Der BUND hatte 2021 gegen die vom Darmstädter Regierungspräsidium genehmigte Zielabweichung von den Vorgaben des Regionalplans Südhessen geklagt, die die Regionalversammlung am 7. Mai 2021 beschlossen hatte. Die Umweltschutzorganisation hatte unter anderem bemängelt, dass ein so großes Vorhaben wie das Ostfeld nicht ohne eine Umweltprüfung raumordnerisch genehmigt werden dürfe. "Die Planung der Stadt Wiesbaden hat den gewaltigen Umfang von 450 Hektar. Das entspricht einer Fläche von rund 600 Fußballfeldern", sagte Jörg Nitsch, Vorsitzender des BUND Hessen, nach dem Urteil.
Seiner Einschätzung nach werde die gesamte Fläche der heutigen landwirtschaftlichen Nutzung entzogen und als Freiraum verloren gehen. "Zu den besonders betroffenen Funktionen des Gebiets zählen die Biotopvernetzung, der Erhalt fruchtbarer Böden und der Lebensraum für seltene Tierarten", führte Nitsch aus und ergänzte: "Auch die Funktion als Kaltluftentstehungsgebiet zur Abkühlung der Sommerhitze im benachbarten Mainz und den Wiesbadener Stadtteilen an der Rheinschiene würde beeinträchtigt."
"Nie die Intention, die Umweltverträglichkeitsprüfung nicht zu machen"
Der vierte Senat des VGH begründete sein Urteil damit, dass die Erfordernis einer Planänderung nicht bestanden habe, weil die städtebauliche Entwicklungsmaßnahme keine Grundsätze der Planung berühre.

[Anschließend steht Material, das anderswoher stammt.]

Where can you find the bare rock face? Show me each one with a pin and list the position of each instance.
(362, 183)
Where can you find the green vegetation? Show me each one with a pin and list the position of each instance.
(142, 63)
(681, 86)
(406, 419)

Als Rahmenordnung bringe die Entwicklungsmaßnahme lediglich die Absicht einer entsprechenden Bauleitplanung zum Ausdruck, enthalte aber keine verbindlichen planungsrechtlichen Vorgaben, die eine Änderung des Regionalplans anstelle einer Zielabweichungsentscheidung erforderlich machten, argumentierte das Gericht.
Das Projekt Ostfeld wird von der Wiesbadener Stadtentwicklungsgesellschaft SEG entwickelt, deren Geschäftsführer Roland Stöcklin das Urteil als "positive Nachricht" für die Stadt bewertete. "Wir sind im Vorfeld des Verfahrens optimistisch gewesen und fühlen uns jetzt bestätigt. Das ist ein guter Tag für dieses Projekt und damit auch ein guter Tag für die ganze Region", sagte Stöcklin und fügte an: "Wir hatten gehofft, dass das Gericht unserer stichhaltigen Argumentation so eindeutig folgt. Es gab nie die Intention, die Umweltverträglichkeitsprüfung nicht zu machen." Er kündigte an, dass die SEG im Zuge der Bauleitplanung nun alle weiteren notwendigen Untersuchen und Gutachten veranlassen werde.
"Das Urteil ist auch ein schöner Beweis für die gründliche Arbeit, die wir in den vergangenen Jahren geleistet haben", sagte der SEG-Geschäftsführer weiter, und Oberbürgermeister Gert-Uwe Mende (SPD) kommentierte das Urteil wie folgt: "Damit sind wir einen schönen Schritt weiter bei der Realisierung des Ostfelds".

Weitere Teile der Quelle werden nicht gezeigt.